Les premières notes de violons du morceau-titre « I Want You » annoncent un album qui à l’inverse des précédents, flirte avec les sonorités tendances du fils malaimé du Philly Sound, le disco. Les gémissements distinctifs de Gaye sur les congas situent l’album dans son contexte, une ode à la sexualité exacerbée à la limite de la simulation. Les paroles sont claires, injonctives (« But I want you to want me too »),il attend de son amante qu’elle ait envie de lui comme il a envie d’elle et il fera ce qu’il faut pour arriver à ses fins. Ce morceau phare est écrit par Arthur Ross, petit frère de Diana Ross, et Leon Ware, auteur-compositeur-interprète responsable de « I Wanna Be Where You Are » de Michael Jackson et « Inside My Love » de Minnie Riperton, entre autres. C’est le fondateur de Motown Berry Gordy qui demande à Ware de produire l’album après avoir entendu sa démo. Originellement, Ware a écrit et composé la totalité de I Want You pour lui-même mais c’est son association avec les talents et le statut de Gaye qui transforme le disque en classique de la baby making music.

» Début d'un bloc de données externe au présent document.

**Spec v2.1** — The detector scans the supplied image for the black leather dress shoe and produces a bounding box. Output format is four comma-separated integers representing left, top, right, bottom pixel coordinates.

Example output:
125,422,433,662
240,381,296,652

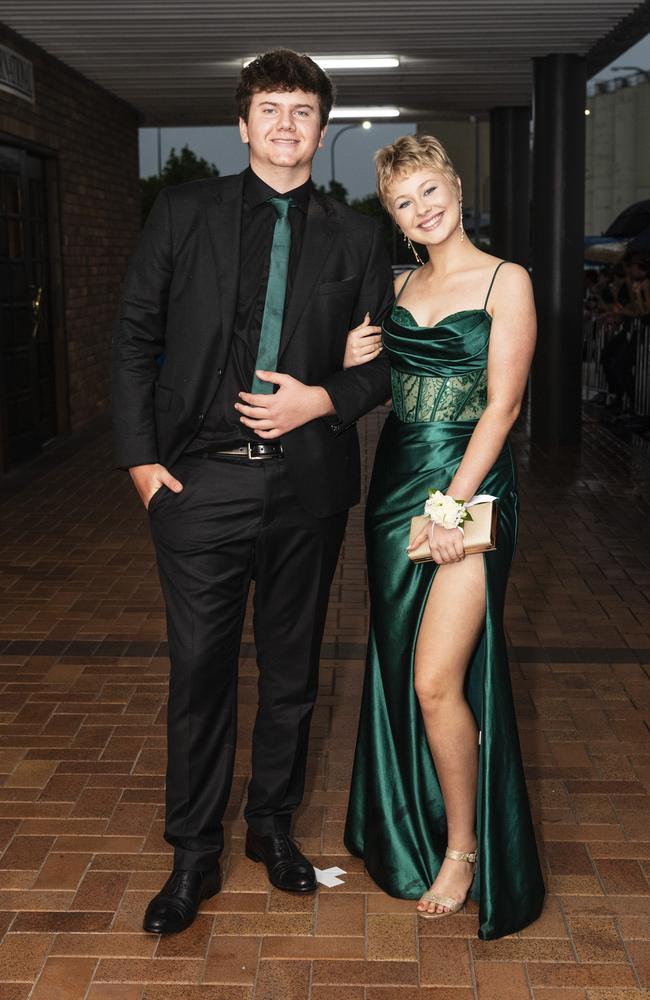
142,865,221,934
246,830,318,892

La piste suivante, « Come Live With Me Angel » continue sur le même type de demandes, « I want to be your lover, darling please walk around me ». Gaye est toujours à la poursuite de cette femme devenue moins élusive. Elle se matérialise et les gémissements de fond sont maintenant féminins. Accompagnée d’ad-libs incompréhensibles, la trompette fait son entrée rythmant les violons insistants jusqu’au break, l’orgasme. Les roucoulements reprennent.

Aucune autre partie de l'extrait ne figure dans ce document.